This repository contains all the analysis, databases and cleaning functions used for f020 Facebook MOOC 2021.
This project uses Python version 3.8.8
All the libraries and versions that were used for this project are shown in the requirements.txt file. To install all the packages you can run the following command in terminal :
pip install -r requirements.txt
As we are using Google Cloud Storage to save our files, don't forget to authenticate and install all the GCP's library dependencies needed for DVC. You need to run the following commands before pushing data through a dvc push
pip install 'dvc[gs]'
gcloud auth login
gcloud auth application-default login
Also, you need to create a credentials.json file to use the API to download the Google cloud spreadsheet needed to store the metadata in our parquet tables. You can follow the instructions here and here to create such credentials. IMPORTANT!!!!!!: do not push your credentials to Github! this is a mayor security breach.
Furthermore, we recommend you to work with a Conda environment as some of the libraries may result in conflicts if they are used without an environment.
DVC (Database Version Control) is a library used by python to keep track of all the modifications that were made to our tables. As Git is for Code, DVC is for databases and tables.
"DVC is meant to be run alongside Git. In fact, the git
and dvc
commands will often be used in tandem, one after the other.

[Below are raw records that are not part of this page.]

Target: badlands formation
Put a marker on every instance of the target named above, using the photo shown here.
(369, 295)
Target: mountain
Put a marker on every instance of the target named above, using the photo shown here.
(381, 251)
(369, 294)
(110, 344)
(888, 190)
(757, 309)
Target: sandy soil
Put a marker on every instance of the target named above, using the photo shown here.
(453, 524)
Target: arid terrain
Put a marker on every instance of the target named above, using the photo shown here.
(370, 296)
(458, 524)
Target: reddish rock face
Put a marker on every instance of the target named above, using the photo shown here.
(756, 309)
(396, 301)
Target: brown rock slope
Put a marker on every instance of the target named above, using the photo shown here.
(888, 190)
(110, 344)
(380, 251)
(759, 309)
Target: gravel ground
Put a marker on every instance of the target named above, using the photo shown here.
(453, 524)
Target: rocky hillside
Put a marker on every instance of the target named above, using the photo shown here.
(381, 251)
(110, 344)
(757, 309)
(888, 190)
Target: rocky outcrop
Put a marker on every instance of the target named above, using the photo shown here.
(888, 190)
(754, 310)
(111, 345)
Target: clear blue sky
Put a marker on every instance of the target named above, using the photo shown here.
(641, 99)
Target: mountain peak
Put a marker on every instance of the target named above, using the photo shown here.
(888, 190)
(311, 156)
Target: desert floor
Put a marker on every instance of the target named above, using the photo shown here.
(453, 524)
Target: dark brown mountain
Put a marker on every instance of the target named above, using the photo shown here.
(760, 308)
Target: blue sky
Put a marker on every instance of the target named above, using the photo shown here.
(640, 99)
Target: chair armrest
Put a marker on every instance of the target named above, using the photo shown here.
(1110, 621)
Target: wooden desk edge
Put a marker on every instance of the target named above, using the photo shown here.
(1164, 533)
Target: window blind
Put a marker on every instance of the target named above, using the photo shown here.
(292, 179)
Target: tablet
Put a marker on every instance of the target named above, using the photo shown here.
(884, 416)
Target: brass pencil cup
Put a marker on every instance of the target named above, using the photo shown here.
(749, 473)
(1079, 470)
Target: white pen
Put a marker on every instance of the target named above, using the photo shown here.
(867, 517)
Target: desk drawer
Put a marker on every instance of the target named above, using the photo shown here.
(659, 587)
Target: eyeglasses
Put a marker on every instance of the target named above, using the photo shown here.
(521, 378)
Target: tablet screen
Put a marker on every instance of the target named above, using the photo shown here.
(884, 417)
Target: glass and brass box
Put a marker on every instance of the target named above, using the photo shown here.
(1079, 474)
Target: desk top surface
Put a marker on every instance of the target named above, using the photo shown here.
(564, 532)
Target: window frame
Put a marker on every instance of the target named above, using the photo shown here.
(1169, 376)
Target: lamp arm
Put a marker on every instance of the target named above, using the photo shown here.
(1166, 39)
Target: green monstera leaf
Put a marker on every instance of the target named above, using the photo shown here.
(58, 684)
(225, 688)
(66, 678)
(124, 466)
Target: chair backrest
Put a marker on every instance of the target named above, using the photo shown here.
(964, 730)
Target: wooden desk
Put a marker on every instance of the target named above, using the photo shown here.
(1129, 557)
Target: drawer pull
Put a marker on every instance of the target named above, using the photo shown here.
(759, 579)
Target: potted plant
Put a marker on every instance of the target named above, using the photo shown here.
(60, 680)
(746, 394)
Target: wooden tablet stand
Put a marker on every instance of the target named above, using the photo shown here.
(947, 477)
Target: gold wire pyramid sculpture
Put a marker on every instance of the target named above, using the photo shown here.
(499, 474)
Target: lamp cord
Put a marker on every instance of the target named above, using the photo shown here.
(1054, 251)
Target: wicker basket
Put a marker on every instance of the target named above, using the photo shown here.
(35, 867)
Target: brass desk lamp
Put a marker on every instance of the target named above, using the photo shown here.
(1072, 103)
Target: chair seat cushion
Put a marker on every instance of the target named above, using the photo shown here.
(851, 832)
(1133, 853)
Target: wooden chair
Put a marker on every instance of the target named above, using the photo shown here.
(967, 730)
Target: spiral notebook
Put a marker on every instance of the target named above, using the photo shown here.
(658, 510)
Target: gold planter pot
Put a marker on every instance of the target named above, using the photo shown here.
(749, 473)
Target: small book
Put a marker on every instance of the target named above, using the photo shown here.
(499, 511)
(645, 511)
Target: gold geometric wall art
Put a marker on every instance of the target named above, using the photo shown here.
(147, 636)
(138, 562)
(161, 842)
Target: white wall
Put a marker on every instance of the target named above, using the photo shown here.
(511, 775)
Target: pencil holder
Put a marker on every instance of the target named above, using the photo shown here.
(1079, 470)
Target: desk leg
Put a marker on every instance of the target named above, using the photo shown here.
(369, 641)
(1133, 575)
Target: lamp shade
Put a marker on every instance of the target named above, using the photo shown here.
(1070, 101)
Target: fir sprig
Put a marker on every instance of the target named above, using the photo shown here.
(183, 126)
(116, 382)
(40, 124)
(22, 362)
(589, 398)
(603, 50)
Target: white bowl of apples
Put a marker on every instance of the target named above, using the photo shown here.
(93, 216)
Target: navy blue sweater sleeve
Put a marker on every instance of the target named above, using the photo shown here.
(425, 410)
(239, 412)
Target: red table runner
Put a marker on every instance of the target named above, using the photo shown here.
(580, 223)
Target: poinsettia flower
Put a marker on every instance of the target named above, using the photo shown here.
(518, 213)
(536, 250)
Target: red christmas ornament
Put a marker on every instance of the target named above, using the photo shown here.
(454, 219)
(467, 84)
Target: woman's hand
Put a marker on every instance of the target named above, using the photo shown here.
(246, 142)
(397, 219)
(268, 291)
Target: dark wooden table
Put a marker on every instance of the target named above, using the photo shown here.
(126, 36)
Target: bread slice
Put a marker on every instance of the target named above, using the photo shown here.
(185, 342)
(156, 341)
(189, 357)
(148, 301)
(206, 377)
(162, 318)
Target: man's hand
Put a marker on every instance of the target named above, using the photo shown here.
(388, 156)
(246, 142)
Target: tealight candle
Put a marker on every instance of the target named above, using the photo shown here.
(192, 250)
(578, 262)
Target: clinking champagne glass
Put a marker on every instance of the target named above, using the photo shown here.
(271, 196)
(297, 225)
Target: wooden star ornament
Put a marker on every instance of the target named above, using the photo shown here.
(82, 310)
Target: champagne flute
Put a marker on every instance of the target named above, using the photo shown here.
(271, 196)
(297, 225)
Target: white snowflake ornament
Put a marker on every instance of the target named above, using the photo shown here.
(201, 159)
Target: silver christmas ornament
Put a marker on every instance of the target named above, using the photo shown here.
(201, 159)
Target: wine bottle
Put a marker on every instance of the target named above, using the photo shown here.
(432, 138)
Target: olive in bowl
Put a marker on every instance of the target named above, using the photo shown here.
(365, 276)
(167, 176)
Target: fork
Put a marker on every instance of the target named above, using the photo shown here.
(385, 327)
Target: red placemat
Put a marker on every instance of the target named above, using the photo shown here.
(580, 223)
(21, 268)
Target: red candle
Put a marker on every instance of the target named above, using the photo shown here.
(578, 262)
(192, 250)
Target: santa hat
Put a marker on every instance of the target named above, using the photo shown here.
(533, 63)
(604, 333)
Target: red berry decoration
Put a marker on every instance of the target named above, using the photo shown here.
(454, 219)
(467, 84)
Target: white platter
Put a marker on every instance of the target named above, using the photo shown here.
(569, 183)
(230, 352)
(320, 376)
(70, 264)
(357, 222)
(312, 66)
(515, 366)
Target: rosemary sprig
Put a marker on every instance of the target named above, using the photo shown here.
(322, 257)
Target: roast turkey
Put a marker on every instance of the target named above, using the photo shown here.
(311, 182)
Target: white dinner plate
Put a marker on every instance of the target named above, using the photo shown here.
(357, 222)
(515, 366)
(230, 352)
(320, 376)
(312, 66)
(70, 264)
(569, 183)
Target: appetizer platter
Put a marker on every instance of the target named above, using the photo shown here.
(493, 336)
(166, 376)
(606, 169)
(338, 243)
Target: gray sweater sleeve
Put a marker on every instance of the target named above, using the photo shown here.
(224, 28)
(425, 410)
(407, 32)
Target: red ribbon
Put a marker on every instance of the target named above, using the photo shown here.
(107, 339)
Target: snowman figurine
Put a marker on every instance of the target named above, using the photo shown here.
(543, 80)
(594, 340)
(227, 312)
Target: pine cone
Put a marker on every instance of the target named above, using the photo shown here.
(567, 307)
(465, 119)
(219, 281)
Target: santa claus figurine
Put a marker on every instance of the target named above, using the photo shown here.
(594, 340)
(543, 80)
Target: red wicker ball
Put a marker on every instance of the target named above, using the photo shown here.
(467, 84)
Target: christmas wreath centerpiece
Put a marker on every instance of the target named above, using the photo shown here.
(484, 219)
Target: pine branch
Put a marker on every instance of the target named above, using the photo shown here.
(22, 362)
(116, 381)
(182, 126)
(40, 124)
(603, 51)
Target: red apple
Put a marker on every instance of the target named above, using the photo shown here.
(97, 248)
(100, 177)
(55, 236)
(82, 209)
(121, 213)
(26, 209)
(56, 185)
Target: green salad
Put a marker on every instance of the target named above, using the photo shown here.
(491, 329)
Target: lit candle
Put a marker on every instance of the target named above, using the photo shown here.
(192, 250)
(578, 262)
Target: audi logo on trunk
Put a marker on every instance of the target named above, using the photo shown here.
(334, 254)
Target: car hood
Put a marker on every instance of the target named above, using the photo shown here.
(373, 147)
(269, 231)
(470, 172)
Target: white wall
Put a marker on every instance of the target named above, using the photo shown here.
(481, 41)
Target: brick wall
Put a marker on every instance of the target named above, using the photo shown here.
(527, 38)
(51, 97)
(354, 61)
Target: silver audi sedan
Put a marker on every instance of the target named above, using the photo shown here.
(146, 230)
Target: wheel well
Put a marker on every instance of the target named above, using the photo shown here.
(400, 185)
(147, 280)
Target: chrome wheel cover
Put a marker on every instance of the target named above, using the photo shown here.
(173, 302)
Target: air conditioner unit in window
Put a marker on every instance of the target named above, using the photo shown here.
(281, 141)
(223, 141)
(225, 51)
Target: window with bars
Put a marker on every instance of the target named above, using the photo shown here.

While Git is used to store and version code, DVC does the same for data and model files ... Large data and model files go in your DVC remote storage, and small .dvc
files that point to your data go in GitHub"
To init dvc in you code computer you should us this command:
dvc init
This command has already been executed, so you don't need to run it.
To create an storage folder (location) for your files with dvc, you can use the following command:
dvc remote add -d remote_storage path/to/your/dvc_remote
We will work with a GCloud bucket to store all the data. This branch has been already created for you to use.
To add a file to dvc you can run the next linechanges
dvc add data/path/to/your/files
The previous command will create a .dvc file and will put your the file you submmited in the .gitignore file. This will avoid for you to push the original large file to github.
After that, you will need to push the dvc files to the remote respository. You need to run the following line
dvc push
A significant difference with Github is that commits are only used when you make a modification to a file you already submitted. To make a commit, you need to run the following line:
dvc commit
Finally, if some one of your team pushes another file to dvc, you can download these files to your local computer by using the following line:
dvc pull
All the cleaning and analytic functions that are used can be found in the src folder. If you want to add a functionality to this folder, it is recommended to download Pycharm and follow its indentation and comments protocols. Also, we recommend that all the functions are comment and follow the pep8 cleaning standards
All the files that were not available in a tabular format, can be found in the following Google Drive folder
The description and variable meaning of some tables were saved as PDFs, so if a table does not has this information, look for it in this folder.
Every member of the team must work with a git branch to avoid conflict. As internal protocol each branch must have the following name structure "TeamMemberName-Task". For example, if Gandalf is going to add raw tables to dvc the branch name would be "Gandalf-RawTables". You can create a branch with the following git command:
git checkout -b Gandalf-RawTables
Make sure to pull all previous changes before creating a new branch. After all the tasks are finished, the branch would be merge to the main branch, prior a Team revision.